What is Kaiseki Ryoki?
At the heart of Kaiseki dining is the Japanese principle of shun, or taking ingredients at the peak of their freshness. Dishes are presented simply, without artifice. This is done not only to ensure that the true flavor of each ingredient be expressed, but also to properly display each and every one and the height of their natural beauty, thus creating the perfect synergy between cuisine and artistic expression.
There are a number of different courses to kaiseki meals, and the exact execution of the meal depends on the chef as well as the availability of seasonal ingredients. However, the kaiseki dining experience typically begins with appetizers, followed by sashimi, cooked dishes, a rice course, and finally, dessert, with optional palate cleansers in between. Here are just a few renowned examples culled from the epicurean annals of Japanese kaiseki cuisine.
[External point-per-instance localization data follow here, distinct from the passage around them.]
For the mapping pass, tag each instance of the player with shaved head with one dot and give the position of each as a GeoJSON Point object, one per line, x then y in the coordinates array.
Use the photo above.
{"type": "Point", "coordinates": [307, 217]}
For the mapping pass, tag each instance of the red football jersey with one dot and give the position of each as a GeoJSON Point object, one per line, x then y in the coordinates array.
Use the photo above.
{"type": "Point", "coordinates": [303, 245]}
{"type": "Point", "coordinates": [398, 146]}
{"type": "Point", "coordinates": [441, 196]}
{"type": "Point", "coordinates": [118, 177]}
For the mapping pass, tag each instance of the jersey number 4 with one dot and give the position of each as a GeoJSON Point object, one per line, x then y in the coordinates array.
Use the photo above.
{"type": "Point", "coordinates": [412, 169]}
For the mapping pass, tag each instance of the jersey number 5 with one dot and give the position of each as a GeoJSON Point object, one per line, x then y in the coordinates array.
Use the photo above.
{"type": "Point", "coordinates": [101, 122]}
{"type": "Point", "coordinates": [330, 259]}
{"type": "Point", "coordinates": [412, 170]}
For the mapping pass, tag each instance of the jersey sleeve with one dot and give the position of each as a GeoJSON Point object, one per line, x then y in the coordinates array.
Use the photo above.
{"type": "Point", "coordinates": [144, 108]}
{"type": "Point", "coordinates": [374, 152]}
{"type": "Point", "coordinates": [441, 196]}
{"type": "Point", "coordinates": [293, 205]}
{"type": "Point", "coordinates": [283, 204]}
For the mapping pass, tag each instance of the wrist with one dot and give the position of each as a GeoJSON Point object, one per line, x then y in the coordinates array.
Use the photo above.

The zensai or sakizuke course features an appetizer similar to an amuse-bouche. For example, enjoy an exquisite bite of horsehair crab and sea urchin tossed in a vinaigrette of Tosa vinegar from the Shikoku region, complemented by stock created from skipjack tuna and oranges.
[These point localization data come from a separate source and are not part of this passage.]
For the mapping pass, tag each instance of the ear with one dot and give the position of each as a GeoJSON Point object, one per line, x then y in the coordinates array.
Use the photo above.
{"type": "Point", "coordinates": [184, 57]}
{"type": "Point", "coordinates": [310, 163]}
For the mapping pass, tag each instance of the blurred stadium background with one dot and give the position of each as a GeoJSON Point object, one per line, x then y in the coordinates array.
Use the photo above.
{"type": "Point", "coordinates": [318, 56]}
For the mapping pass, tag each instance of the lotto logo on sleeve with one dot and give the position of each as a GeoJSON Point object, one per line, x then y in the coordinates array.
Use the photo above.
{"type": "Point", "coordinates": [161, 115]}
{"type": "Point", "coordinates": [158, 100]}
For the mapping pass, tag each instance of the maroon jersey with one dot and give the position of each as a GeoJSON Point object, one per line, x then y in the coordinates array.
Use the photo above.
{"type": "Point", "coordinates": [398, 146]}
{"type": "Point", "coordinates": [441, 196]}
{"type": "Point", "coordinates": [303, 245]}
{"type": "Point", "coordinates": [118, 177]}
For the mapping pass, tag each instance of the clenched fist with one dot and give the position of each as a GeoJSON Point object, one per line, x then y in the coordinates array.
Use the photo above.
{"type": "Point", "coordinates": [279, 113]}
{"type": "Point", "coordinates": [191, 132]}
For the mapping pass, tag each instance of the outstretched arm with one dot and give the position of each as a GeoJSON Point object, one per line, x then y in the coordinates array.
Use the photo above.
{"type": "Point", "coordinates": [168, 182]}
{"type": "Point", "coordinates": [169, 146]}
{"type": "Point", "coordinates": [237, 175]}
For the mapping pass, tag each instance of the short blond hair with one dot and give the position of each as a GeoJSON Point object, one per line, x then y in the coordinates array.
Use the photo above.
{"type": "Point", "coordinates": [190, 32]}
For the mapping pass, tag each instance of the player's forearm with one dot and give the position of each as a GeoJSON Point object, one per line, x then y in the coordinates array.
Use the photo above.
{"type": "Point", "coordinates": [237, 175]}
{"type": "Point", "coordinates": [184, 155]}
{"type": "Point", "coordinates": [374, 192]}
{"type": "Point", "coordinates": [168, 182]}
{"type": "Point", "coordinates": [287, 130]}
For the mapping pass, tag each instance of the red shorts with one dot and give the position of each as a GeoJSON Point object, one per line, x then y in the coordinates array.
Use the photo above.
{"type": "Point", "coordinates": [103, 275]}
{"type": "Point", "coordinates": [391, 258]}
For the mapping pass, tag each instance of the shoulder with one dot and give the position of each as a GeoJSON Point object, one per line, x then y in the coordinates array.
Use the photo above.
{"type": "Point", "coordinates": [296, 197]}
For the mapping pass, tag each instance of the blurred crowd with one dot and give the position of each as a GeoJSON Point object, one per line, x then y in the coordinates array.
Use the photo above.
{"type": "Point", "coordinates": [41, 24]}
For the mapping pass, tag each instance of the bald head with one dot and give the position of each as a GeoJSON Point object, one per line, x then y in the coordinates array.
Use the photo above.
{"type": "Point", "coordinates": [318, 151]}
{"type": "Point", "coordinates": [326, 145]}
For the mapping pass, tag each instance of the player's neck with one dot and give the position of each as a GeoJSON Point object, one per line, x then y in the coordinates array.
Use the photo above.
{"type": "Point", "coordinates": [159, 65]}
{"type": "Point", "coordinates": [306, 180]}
The hassun, or seasonal platter, sets the seasonal theme so integral to kaiseki cuisine. This course typically includes one kind of sushi accompanied by several smaller dishes. With such items as Sanuki-style pickled akagai clams, boiled and roasted Kawachi duck, broccolini in soy sauce, and rump roast made with Kameoka beef, it's a feast for both the eyes and the taste buds.
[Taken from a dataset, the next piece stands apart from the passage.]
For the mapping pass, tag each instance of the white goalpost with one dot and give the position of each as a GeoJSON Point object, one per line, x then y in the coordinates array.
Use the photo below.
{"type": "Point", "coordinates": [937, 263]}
Sashimi is thinly sliced, raw fish, usually served on a bed of shredded daikon (Japanese radish) and accompanied by soya sauce and a small amount of wasabi paste. Sashimi is sometimes served with the starters.
Nimono is a dish made by boiling, simmering or stewing vegetables and meat or seafood, often in a mixture of soya sauce, sweet cooking sake and sugar.
The soup is an integral part of a kaiseki meal. It is often a simple clear broth sparingly garnished with vegetables, tofu or seafood.
Yakimono dishes are usually either grilled fish or meat. Grilled fish may be a local fresh water variety or seafood depending on the region. Grilled meat often features local wagyu (prime Japanese beef).
The mushimono course boasts a tasty steamed dish, such as steamed egg custard with ikura salmon roe or egg custard with creamy shirako cod milt from Hokkaido and sliced tiger lily bulb.
A dessert of wagashi, or Japanese confection, fruit, cake, or ice cream.